The Ronnies of the world usually marry young and go fairly happily through their wedded life. This perhaps is because their attraction is neither for very clever women nor for decadents, but for the jolly. The sporting, adventurous—I might almost say picnic—element in young people’s marriages lasts with these longer than with more serious or more brilliant or more passionate couples.
There was, however, no outward sign of anything deeper than the best good-fellowship between Ronnie and Rose. They liked and laughed, and handed each other the half-butt, and there it remained.
But a year later there were developments.
England is no country for the skating enthusiast, and Rose continually mentioned her desire to spend the following Christmas holidays—her last—at one of the winter-sport centres in Switzerland. To be away at that time of year, when maladies are most flourishing, was no easy or prudent course for me; but Rose was set upon it, and one can always get a locum tenens if one really wants to, and I had not played truant for a long while, and might be all the better for it after; and so I agreed.

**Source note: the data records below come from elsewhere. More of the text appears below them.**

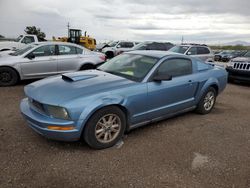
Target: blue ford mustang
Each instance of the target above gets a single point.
(128, 91)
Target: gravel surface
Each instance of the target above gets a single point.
(186, 151)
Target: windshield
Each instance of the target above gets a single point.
(18, 38)
(131, 66)
(23, 50)
(112, 44)
(141, 46)
(179, 49)
(247, 54)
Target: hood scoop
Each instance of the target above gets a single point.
(76, 77)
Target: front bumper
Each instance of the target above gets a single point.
(39, 123)
(240, 75)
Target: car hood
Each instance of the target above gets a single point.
(61, 89)
(242, 59)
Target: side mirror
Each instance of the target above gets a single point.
(162, 77)
(30, 56)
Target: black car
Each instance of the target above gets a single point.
(161, 46)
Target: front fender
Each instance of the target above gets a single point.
(96, 105)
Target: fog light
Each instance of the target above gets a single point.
(60, 128)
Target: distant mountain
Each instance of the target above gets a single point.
(238, 42)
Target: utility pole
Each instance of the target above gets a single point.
(68, 28)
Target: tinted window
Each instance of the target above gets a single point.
(79, 50)
(192, 51)
(160, 46)
(131, 66)
(67, 50)
(179, 49)
(168, 46)
(47, 50)
(28, 39)
(202, 50)
(176, 67)
(126, 44)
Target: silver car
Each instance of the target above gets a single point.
(39, 60)
(195, 50)
(117, 47)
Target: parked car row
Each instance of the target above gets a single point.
(227, 55)
(39, 60)
(195, 50)
(239, 68)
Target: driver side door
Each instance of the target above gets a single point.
(43, 63)
(170, 96)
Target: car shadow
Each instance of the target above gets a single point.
(26, 82)
(239, 83)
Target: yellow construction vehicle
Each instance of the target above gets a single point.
(75, 36)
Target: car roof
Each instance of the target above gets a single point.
(155, 53)
(56, 42)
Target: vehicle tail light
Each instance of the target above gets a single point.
(59, 128)
(120, 52)
(103, 57)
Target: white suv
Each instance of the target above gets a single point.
(117, 47)
(195, 50)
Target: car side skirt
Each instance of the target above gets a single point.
(134, 126)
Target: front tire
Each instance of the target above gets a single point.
(8, 76)
(207, 101)
(105, 128)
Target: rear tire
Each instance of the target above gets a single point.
(8, 76)
(105, 128)
(207, 101)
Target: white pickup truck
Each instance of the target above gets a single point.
(21, 41)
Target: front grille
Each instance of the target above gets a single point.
(37, 106)
(241, 65)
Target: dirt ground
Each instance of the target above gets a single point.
(186, 151)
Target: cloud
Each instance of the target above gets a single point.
(46, 11)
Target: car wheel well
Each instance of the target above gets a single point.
(122, 108)
(216, 88)
(110, 54)
(13, 70)
(87, 66)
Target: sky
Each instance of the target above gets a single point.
(211, 22)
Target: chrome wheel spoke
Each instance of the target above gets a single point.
(209, 101)
(107, 128)
(106, 136)
(99, 131)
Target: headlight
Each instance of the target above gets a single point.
(230, 64)
(58, 112)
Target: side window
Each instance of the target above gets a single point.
(67, 50)
(192, 51)
(160, 46)
(126, 44)
(202, 50)
(176, 67)
(28, 39)
(47, 50)
(79, 50)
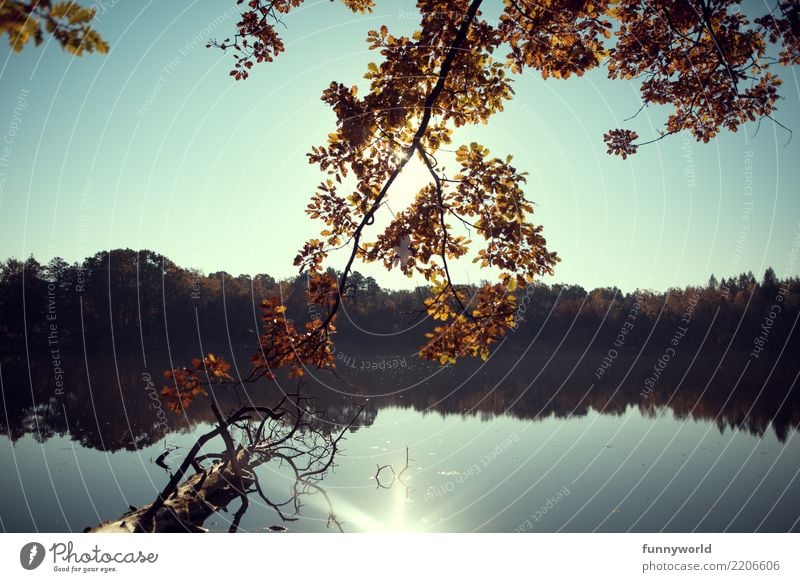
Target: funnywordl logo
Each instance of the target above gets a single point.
(31, 555)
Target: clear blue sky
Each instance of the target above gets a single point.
(155, 146)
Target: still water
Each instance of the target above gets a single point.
(522, 443)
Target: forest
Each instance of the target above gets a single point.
(143, 299)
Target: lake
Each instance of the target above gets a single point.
(528, 441)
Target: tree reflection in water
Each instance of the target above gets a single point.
(290, 434)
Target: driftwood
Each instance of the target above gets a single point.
(288, 434)
(190, 505)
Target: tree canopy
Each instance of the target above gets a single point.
(706, 59)
(67, 22)
(708, 63)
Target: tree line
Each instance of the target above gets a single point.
(143, 298)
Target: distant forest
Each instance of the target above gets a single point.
(134, 298)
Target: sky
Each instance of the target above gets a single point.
(154, 146)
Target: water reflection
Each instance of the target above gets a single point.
(622, 452)
(110, 402)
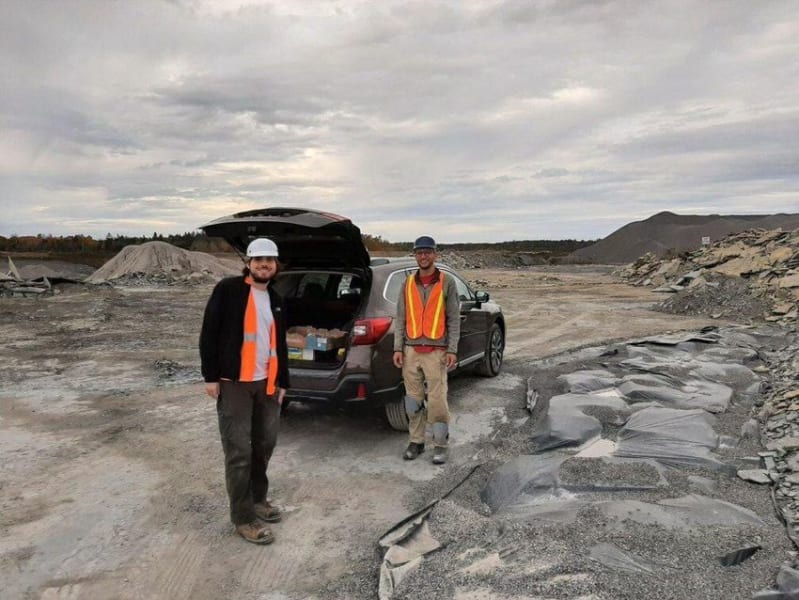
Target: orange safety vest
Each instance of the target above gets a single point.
(248, 348)
(420, 318)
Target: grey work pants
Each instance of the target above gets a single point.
(248, 425)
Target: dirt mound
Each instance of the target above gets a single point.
(162, 263)
(667, 234)
(752, 275)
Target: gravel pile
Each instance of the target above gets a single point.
(160, 263)
(753, 274)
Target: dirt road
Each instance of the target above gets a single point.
(111, 483)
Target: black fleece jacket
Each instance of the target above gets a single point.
(223, 331)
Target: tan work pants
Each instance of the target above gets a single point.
(418, 368)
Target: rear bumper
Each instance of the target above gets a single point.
(351, 389)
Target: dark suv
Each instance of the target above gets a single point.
(330, 282)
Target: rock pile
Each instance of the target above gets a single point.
(14, 283)
(160, 263)
(776, 414)
(750, 275)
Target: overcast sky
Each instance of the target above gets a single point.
(467, 120)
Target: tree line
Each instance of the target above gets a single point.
(194, 240)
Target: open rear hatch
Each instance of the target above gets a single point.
(306, 239)
(324, 279)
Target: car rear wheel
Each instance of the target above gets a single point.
(396, 415)
(495, 348)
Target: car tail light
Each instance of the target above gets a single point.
(369, 331)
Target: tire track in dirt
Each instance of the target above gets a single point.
(183, 566)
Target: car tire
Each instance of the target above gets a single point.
(396, 416)
(495, 348)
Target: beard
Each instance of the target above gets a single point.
(258, 279)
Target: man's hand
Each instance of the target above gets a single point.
(212, 389)
(452, 358)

The next thing was—Ronnie must come too. Ronnie, who was now at Sandhurst, was far more eager to spend his holidays with us than at the Hall; and the dream of his life was to be in some place where you could count on the frost lasting till to-morrow. It is always a mystery to me how in our island, with the Gulf Stream persistently paying attentions to it, anyone learns to skate at all. Ronnie, however, had had the chance to become a good skater, and he longed to be better and to do some skiing and bob-sleighing too. Rose shared his enthusiasm.
I must admit to feeling doubtful as to whether it was the wisest thing to take a boy of eighteen and a girl of seventeen to Switzerland in this way; but the fact that their minds were so exclusively set on open-air activities reassured me. And the Fergussons made no objections, beyond expressing the regret that their only son should wish to be away for Christmas.
None the less I carried the matter to Mrs. O’Gorman’s tribunal; for when in doubt I invariably adopted that procedure.